SA-GS: Semantic-Aware Gaussian Splatting for Large Scene Reconstruction with Geometry Constrain
Butian Xiong, Xiaoyu Ye, Tze Ho Elden Tse, Kai Han, Shuguang Cui, Zhen Li
TL;DR
This work addresses large-scale 3D scene reconstruction by incorporating semantic information into Gaussian Splatting to mitigate fantasy-surface and inconsistency issues. It introduces SA-GS, a three-stage pipeline that (i) generates semantic masks and derives per-semantic-group target shapes guided by a geometric-complexity prior, (ii) enforces a soft, per-Gaussian regularizer during training, and (iii) uses a hierarchical probability-density sampling to extract a geometry-faithful point cloud.

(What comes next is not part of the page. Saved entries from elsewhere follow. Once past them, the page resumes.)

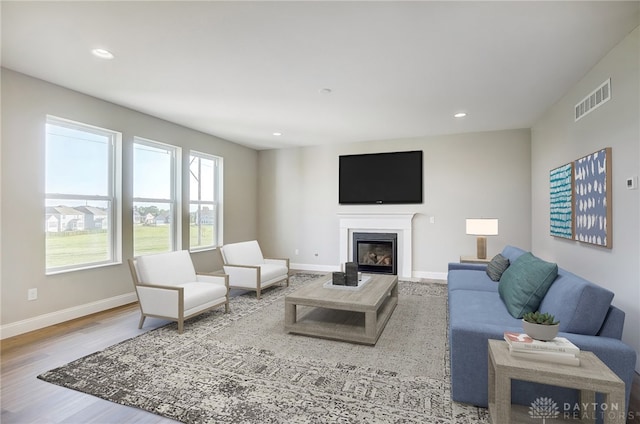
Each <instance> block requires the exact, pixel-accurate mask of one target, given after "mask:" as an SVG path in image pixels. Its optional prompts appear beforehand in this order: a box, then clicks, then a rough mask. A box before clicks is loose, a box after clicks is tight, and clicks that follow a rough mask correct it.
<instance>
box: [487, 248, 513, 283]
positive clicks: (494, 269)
mask: <svg viewBox="0 0 640 424" xmlns="http://www.w3.org/2000/svg"><path fill="white" fill-rule="evenodd" d="M507 268H509V259H507V258H505V257H504V256H502V254H501V253H498V254H497V255H496V256H494V257H493V258H492V259H491V262H489V263H488V264H487V275H488V276H489V278H491V279H492V280H493V281H500V277H502V273H503V272H504V271H505V270H506V269H507Z"/></svg>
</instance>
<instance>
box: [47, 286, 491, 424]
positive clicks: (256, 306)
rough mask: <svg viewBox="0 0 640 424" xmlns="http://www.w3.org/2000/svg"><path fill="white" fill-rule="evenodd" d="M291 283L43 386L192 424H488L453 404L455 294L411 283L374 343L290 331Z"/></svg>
mask: <svg viewBox="0 0 640 424" xmlns="http://www.w3.org/2000/svg"><path fill="white" fill-rule="evenodd" d="M315 277H317V274H315V275H314V274H306V273H304V274H296V275H294V276H293V277H292V278H291V284H290V287H288V288H287V287H275V288H273V289H269V290H266V291H265V292H263V296H262V299H261V300H259V301H258V300H256V298H255V295H250V294H247V295H242V296H237V297H234V298H232V300H231V313H230V314H226V315H225V314H223V313H222V312H223V311H222V310H215V311H212V312H211V313H209V314H205V315H202V316H200V317H199V318H195V319H191V320H189V321H187V322H186V323H185V331H184V333H183V334H182V335H180V334H178V333H177V331H176V329H177V326H176V325H175V324H168V325H167V326H165V327H162V328H159V329H157V330H153V331H150V332H147V333H145V334H142V335H140V336H138V337H136V338H133V339H131V340H127V341H124V342H122V343H119V344H117V345H114V346H111V347H109V348H107V349H105V350H103V351H101V352H97V353H94V354H91V355H89V356H86V357H84V358H81V359H78V360H76V361H74V362H71V363H69V364H67V365H65V366H63V367H60V368H57V369H54V370H51V371H48V372H46V373H43V374H41V375H39V376H38V378H40V379H42V380H44V381H48V382H50V383H53V384H57V385H60V386H63V387H67V388H70V389H74V390H77V391H80V392H83V393H88V394H91V395H93V396H97V397H100V398H102V399H106V400H109V401H112V402H116V403H119V404H123V405H128V406H133V407H137V408H140V409H144V410H146V411H149V412H152V413H154V414H157V415H161V416H164V417H167V418H171V419H174V420H177V421H182V422H185V423H251V424H253V423H255V424H258V423H260V424H262V423H447V424H460V423H470V424H471V423H474V424H475V423H487V422H489V421H488V418H487V412H486V410H484V409H481V408H475V407H472V406H469V405H464V404H459V403H456V402H452V401H451V398H450V389H449V358H448V346H447V337H446V319H447V317H446V316H447V312H446V286H445V285H443V284H437V283H418V282H408V281H401V282H400V283H399V300H398V306H397V307H396V310H395V311H394V313H393V315H392V316H391V319H390V320H389V322H388V324H387V326H386V328H385V330H384V332H383V333H382V335H381V336H380V339H379V341H378V343H377V344H376V346H373V347H372V346H363V345H356V344H351V343H344V342H337V341H330V340H323V339H317V338H312V337H305V336H296V335H290V334H286V333H284V331H283V325H284V324H283V321H284V296H285V295H286V294H287V293H289V292H291V291H292V290H295V289H296V288H297V287H300V286H301V285H302V284H305V283H306V282H308V281H310V280H312V279H313V278H315Z"/></svg>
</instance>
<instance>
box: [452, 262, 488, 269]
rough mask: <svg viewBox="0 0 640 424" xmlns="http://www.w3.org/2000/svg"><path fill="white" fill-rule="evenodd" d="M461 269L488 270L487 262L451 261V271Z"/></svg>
mask: <svg viewBox="0 0 640 424" xmlns="http://www.w3.org/2000/svg"><path fill="white" fill-rule="evenodd" d="M459 269H467V270H471V271H486V270H487V264H474V263H461V262H449V271H454V270H459Z"/></svg>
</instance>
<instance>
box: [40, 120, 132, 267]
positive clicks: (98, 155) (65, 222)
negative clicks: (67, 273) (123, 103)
mask: <svg viewBox="0 0 640 424" xmlns="http://www.w3.org/2000/svg"><path fill="white" fill-rule="evenodd" d="M120 140H121V135H120V133H118V132H115V131H110V130H107V129H103V128H98V127H94V126H90V125H86V124H82V123H78V122H73V121H69V120H65V119H61V118H56V117H53V116H47V123H46V137H45V224H44V231H45V240H46V245H45V256H46V258H45V262H46V273H47V274H53V273H58V272H64V271H72V270H76V269H82V268H89V267H95V266H103V265H108V264H113V263H119V262H120V261H121V256H122V255H121V238H120V221H119V219H118V217H119V216H121V215H120V206H119V202H118V201H117V199H118V196H119V194H120V193H119V191H118V188H119V187H120V186H121V184H120V175H119V173H118V172H116V170H117V169H120V161H121V154H120V152H121V149H120V143H121V141H120Z"/></svg>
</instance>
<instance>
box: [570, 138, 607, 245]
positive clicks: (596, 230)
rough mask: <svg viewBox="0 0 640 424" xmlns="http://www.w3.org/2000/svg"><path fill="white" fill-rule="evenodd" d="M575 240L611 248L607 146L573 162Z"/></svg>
mask: <svg viewBox="0 0 640 424" xmlns="http://www.w3.org/2000/svg"><path fill="white" fill-rule="evenodd" d="M574 168H575V170H574V172H575V177H574V213H575V239H576V240H578V241H580V242H584V243H590V244H594V245H597V246H602V247H607V248H611V247H612V246H613V244H612V242H613V240H612V234H613V231H612V228H613V227H612V222H611V215H612V211H611V206H612V202H611V191H612V189H611V148H610V147H607V148H605V149H602V150H598V151H597V152H594V153H591V154H589V155H587V156H584V157H582V158H580V159H578V160H576V161H575V163H574Z"/></svg>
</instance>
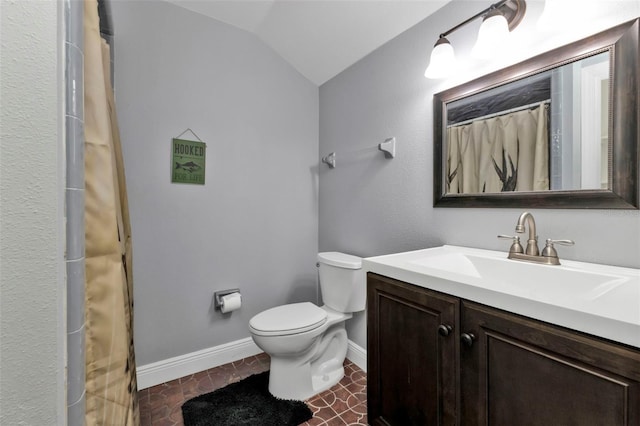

Key contributions include a frequency-based perplexity measure $\mathbf{P_j}$ that bounds per-semantic-group splat counts, a soft regularization loss $\mathcal{L}_{gc}$, and a density-based point extraction scheme with $\phi(x)$, all aimed at preserving semantic detail while controlling memory use. Experiments on GauUscene-based datasets and a campus dataset demonstrate significant improvements in geometric metrics over state-of-the-art Gaussian splat methods and competitive image-based render quality. The approach enables detailed semantic queries and improved geometry, with practical impact for large-scale scene understanding and downstream tasks, while noting limitations related to semantic consistency and reliance on external masks.
Abstract
With the emergence of Gaussian Splats, recent efforts have focused on large-scale scene geometric reconstruction. However, most of these efforts either concentrate on memory reduction or spatial space division, neglecting information in the semantic space. In this paper, we propose a novel method, named SA-GS, for fine-grained 3D geometry reconstruction using semantic-aware 3D Gaussian Splats. Specifically, we leverage prior information stored in large vision models such as SAM and DINO to generate semantic masks. We then introduce a geometric complexity measurement function to serve as soft regularization, guiding the shape of each Gaussian Splat within specific semantic areas. Additionally, we present a method that estimates the expected number of Gaussian Splats in different semantic areas, effectively providing a lower bound for Gaussian Splats in these areas. Subsequently, we extract the point cloud using a novel probability density-based extraction method, transforming Gaussian Splats into a point cloud crucial for downstream tasks. Our method also offers the potential for detailed semantic inquiries while maintaining high image-based reconstruction results. We provide extensive experiments on publicly available large-scale scene reconstruction datasets with highly accurate point clouds as ground truth and our novel dataset. Our results demonstrate the superiority of our method over current state-of-the-art Gaussian Splats reconstruction methods by a significant margin in terms of geometric-based measurement metrics. Code and additional results will soon be available on our project page.